Oil also found support from a weak dollar that continued to hover near an eight-month low against major currencies. A weak US currency makes it cheaper for importers to buy dollar-denominated oil.
Political clashes in Egypt and the capture by US forces of a senior al Qaeda figure in Libya over the weekend raised the risk of supply disruptions in the Middle East and North Africa from the key oil producing regions.
US crude stocks rose more than expected last week as refineries cut output, industry group American Petroleum Institute said.
Crude inventories rose by 2.8 million barrels to 366.5 million barrels, compared with analysts’ expectations for a increase of 1.5 million barrels.
The closely watched US commercial crude inventory data from the Energy Information Administration (EIA) is due later in the day, despite the government shutdown.
In its monthly report, the EIA said that global oil markets would be better supplied in 2014 than previously forecast.

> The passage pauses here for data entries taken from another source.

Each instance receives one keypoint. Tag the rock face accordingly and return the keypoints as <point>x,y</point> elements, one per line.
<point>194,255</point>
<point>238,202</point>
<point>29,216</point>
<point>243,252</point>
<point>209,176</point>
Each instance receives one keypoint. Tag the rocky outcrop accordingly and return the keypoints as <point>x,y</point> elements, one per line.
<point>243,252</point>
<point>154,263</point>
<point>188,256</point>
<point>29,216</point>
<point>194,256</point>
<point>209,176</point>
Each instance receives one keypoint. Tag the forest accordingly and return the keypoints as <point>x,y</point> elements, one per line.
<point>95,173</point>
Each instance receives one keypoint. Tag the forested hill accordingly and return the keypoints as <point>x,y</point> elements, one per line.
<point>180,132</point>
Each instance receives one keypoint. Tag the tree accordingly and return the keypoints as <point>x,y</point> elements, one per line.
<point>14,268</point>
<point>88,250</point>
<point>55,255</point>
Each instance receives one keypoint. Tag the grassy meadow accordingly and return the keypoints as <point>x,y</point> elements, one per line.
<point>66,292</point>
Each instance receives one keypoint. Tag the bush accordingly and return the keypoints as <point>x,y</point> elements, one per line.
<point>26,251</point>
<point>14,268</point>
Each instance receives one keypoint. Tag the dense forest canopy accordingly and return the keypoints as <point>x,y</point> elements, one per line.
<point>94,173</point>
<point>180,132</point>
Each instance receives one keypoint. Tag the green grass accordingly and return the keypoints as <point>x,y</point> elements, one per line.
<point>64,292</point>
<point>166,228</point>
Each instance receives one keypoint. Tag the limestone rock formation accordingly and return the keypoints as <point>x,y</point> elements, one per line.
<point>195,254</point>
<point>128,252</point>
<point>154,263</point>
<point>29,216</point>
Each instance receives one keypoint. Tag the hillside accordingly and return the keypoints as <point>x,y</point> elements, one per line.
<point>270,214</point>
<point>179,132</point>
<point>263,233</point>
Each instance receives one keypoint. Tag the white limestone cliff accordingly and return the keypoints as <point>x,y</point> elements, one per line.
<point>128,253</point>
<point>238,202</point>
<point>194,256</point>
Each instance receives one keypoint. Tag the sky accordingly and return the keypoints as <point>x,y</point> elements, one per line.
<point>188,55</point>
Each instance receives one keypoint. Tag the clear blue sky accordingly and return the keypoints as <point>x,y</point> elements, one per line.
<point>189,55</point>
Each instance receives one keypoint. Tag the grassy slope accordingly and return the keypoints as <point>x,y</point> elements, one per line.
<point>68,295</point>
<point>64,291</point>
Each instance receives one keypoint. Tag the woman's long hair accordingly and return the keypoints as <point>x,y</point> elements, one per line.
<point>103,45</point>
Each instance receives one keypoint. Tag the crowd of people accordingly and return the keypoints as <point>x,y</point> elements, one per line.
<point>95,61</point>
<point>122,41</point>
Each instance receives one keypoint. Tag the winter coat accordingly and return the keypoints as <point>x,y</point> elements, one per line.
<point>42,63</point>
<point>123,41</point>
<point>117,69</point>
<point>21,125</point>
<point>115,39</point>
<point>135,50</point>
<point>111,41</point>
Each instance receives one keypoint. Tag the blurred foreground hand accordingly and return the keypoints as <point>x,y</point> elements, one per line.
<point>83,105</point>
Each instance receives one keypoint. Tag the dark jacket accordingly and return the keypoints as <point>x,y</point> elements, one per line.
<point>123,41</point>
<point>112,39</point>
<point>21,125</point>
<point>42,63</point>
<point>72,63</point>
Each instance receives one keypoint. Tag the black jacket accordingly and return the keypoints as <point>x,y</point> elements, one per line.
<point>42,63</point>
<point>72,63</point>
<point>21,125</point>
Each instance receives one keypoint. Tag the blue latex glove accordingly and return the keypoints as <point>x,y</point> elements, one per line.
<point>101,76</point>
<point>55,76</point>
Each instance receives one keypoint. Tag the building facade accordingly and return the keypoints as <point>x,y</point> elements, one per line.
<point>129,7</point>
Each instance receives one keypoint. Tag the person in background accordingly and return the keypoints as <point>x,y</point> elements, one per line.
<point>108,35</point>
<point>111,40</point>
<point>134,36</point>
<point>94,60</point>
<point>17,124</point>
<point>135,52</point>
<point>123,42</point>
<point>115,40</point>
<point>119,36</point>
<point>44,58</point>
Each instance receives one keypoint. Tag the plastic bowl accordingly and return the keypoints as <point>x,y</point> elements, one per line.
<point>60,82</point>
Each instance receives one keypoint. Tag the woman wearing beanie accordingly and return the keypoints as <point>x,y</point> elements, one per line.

The EIA projected oil demand growth next year would be 1.17 million barrels per day, a fall of 20,000 bpd from the September forecast.
The government agency also revised up growth in supply of non-Opec oil by 50,000 bpd to 1.5 million bpd in 2014.
For 2013, the EIA revised its demand growth forecast down by 140,000 bpd to 970,000 bpd. Non-Opec oil supply growth for 2013 was revised down by 60,000 bpd to 1.51 million bpd.